Während sich der Virtual-Reality-Aspekt des Virtual Music Lab aus pädagogischen Gründen erst an Jugendliche ab 13 Jahren richtet, gehen im zweiten Teilprojekt jüngere Kids gleich direkt an die 3D-Drucker: „Für Kinder haben wir gemeinsam mit den local heroes Instrumente entwickelt, die 3D-gedruckte Elemente enthalten und als Bausatz zusammengesetzt und mit nach Hause genommen werden können“, erzählt mir Constanze. „Auf diese Weise werden wir beide Altersgruppen an Musik in Kombination mit neuester Technik heranführen.“
Kreatives Zusammenspiel
Tobias Stelzer ist VR-Spezialist und im interdisziplinären Team des Protohauses für die Entwicklung der App zuständig: „Bis zu vier Schüler setzen sich eine VR-Brille auf, sind dann im selben virtuellen Raum und spielen dort ein Musikinstrument ihrer Wahl. Das werden am Anfang erst mal klassische Musikinstrumente sein wie Klavier, Gitarre, Trompete oder Schlagzeug.
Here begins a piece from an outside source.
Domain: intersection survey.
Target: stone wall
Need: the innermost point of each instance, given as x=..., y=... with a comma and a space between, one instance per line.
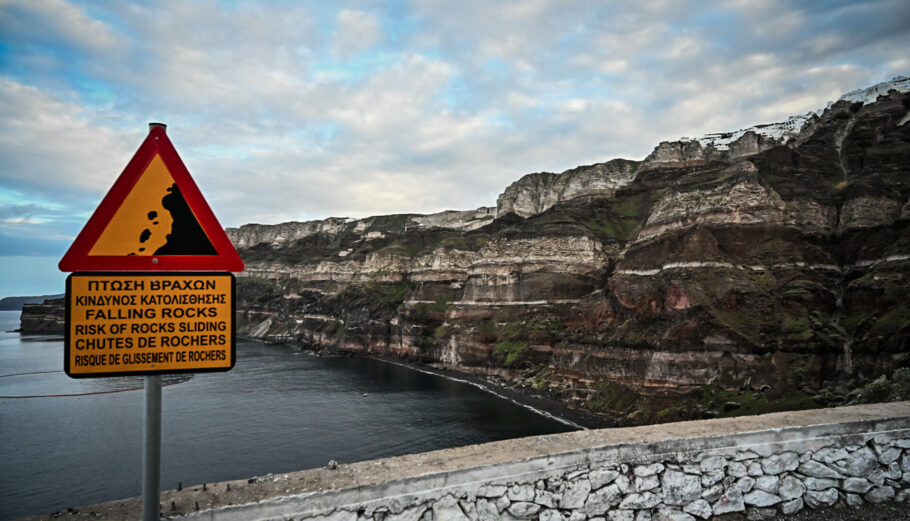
x=759, y=467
Die Teilnehmenden können dann miteinander jammen wie bei einer Bandprobe“, erzählt mir der Programmierer. Und damit es nie langweilig wird, sollen verschiedene Gamification-Ansätze die Möglichkeiten der Technologie voll nutzen: „Wenn Musik gespielt wird, erwacht der virtuelle Raum zum Leben. Je lauter und dynamischer die Musik, desto magischere Dinge passieren, fremde Dimensionen öffnen sich und vieles mehr.“
Doch bis im April der erste Prototyp das Licht der Welt erblickt, sind noch einige technische Hürden zu überwinden. „Wenn sich die Kids nicht im selben lokalen Netzwerk befinden, sondern über langsameres Internet miteinander musizieren, könnte die Latenz, also eine verzögerte Übertragung, zum Problem werden. Denn beim Musikmachen kommt es auf ein genaues Zusammenspiel an“, erklärt mir Tobias eine der vielen Herausforderungen hinter den Kulissen. „Dann müssen wir uns Alternativen ausdenken; zum Beispiel, dass jeder Teilnehmer immer nur ein paar Takte spielt und eine Aufnahme davon an den nächsten schickt, der diese Tonspur dann wiederum mit seinem Instrument bereichert.“ Und so ginge es dann reihum. Apropos Aufnahmen: Sämtliche Töne der in VR spielbaren Instrumente werden nicht synthetisch erzeugt, sondern basieren auf echten Einspielungen von Musikern der local heroes! Eine Mammutaufgabe, die der Verein derzeit parallel zur App-Entwicklung durch das Protohaus übernimmt.
Tobias ist Ingenieur der Luft- und Raumfahrttechnik und hatte schon im Studium an der TU Braunschweig (Öffnet in einem neuen Tab) mit Augmented- und Virtual Reality gearbeitet. „So bin ich überhaupt erst dazu gekommen“, erinnert er sich und lobt dabei auch die Braunschweiger Gründerszene: „Es gibt hier einen ausgeprägten Gründer-Geist mit vielen Start-Ups und unter anderen mit dem Protohaus auch einen Ort, an dem man sich ausprobieren kann. Und wenn etwas mal nicht funktioniert, ist man trotzdem schlauer.“ Was auf jeden Fall funktioniert und auch das Virtual Music Lab mit ihren vielen kreativen Köpfen wieder einmal zeigt: Das gewohnt produktive Zusammenspiel der vielen innovativen Player der Region und über sie hinaus.